5. What are the key challenges in standardizing bioprinted tissue models for widespread adoption in pharmaceutical R&D?
3D bioprinting requires large numbers of cells to generate physiologically relevant tissue so scale up of cell production poses a challenge. Bioinks have also continued to evolve into more sophisticated materials for maintaining cell viability and function.
6. How can bioprinting accelerate early-stage drug screening and reduce time-to-market for new therapeutics?
Using 3D bioprinted human tissue models can enable more rapid screening of early stage drugs compared to traditional animal models. The movement away from animal models is in part due to a need to be able to screen drugs in a more relevant and rapid fashion. 3D bioprinting also lends itself to high throughput tissue production, providing an additional advantage over traditional animal models.
7. What role does computational design and digital modeling play in improving the precision of bioprinted structures?
The use of computer aided design enables the production of complex structures. Often the bioinks limit the precision of the structures produced during the bioprinted process.
8. How close are we to integrating bioprinted tissues into mainstream preclinical testing pipelines?
There has been uptake by Contract Research Organisations to use these models in preclinical testing pipelines.

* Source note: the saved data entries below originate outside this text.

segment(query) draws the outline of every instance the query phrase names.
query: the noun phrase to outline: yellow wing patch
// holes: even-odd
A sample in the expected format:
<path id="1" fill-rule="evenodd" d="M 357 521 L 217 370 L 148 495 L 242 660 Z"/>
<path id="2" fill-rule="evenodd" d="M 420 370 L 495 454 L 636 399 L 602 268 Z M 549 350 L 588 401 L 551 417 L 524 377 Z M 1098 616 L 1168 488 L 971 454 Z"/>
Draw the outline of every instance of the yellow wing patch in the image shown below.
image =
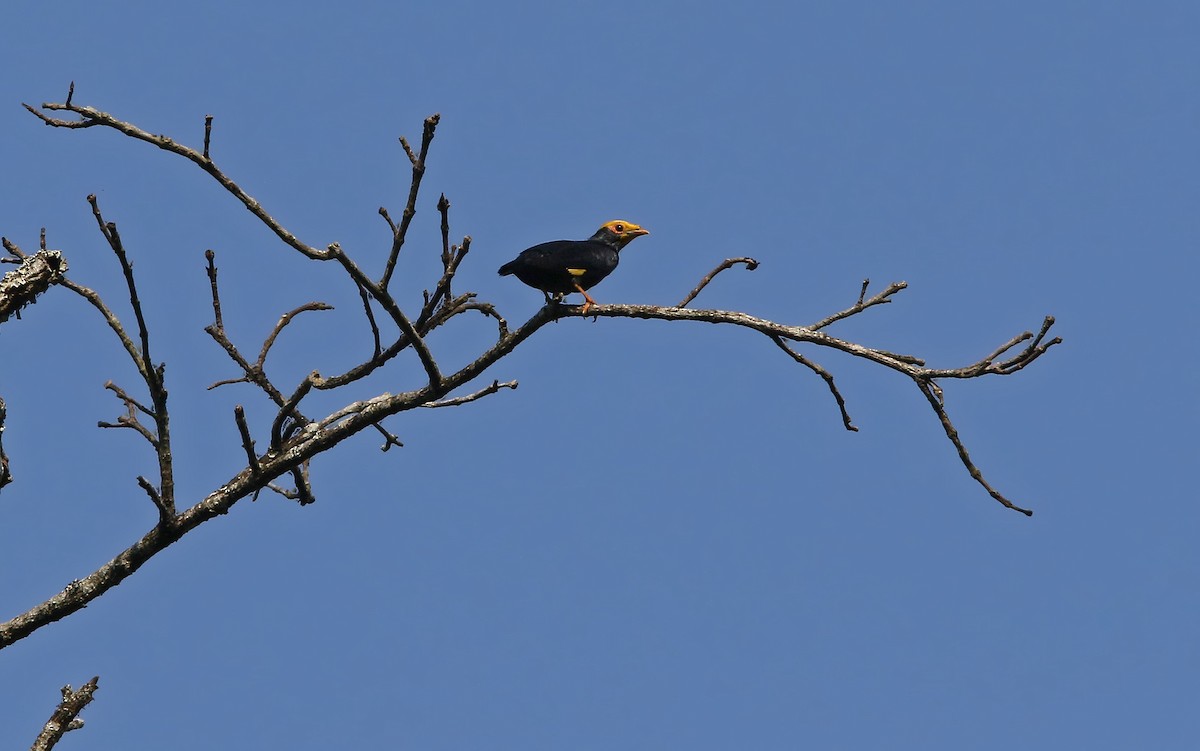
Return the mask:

9. What are the regulatory considerations and barriers for using bioprinted tissues in drug validation processes?
It will be necessary to validate these 3D bioprinted models to confirm their performance in comparison with their corresponding animal models and work with regulators to ensure that data obtained using these models can be used as the basis for clinical trials.
10. How can bioprinting contribute to personalized medicine and patient-specific drug testing?
Such 3D bioprinted tissues can be generated using cell lines derived from patients, including induced pluripotent stem cells (iPSCs). For example, our group has generated tissues from iPSCs taken from patients with Alzheimer's and Parkinson’s disease and these tissues do express disease relevant features.
11. What limitations still exist in replicating vascularisation and long-term tissue viability in bioprinted constructs?
Ensuring that the integrity of vessels and their function remains intact presents a big challenge in the field. Additionally, mimicking the properties of blood and fluid flow also pose a challenge when 3D bioprinting.
12. How are collaborations between biotech companies, pharmaceutical firms, and academic institutions driving innovation in this space?
There are numerous examples of collaborations between academic institutions and bioprinting companies. For example, my lab received one the first Aspect Biosystems RX1 bioprinters back in 2016 and we have several joint publications together. We have also used our Cellink bioprinter in combination with Axolotl Bioscience’s TissuePrint bioink to generate neural and skin tissues. The 3D bioprinting ecosystem is quite strong.
13. What cost-related challenges must be addressed to make bioprinting a scalable solution for drug discovery?
Both cells and bioink tend to be expensive so being able to make these components affordable to create a scalable solution for drug discovery.
14. Looking ahead, what breakthroughs are needed for bioprinting to fully transform the future of drug discovery?
Better bioink formulations for supporting the 3D bioprinting of complex tissues are necessary to drive this field forward. Additionally, production of more complex structures that fully replicate tissue and immune function found in humans in vivo would be a major breakthrough in the field.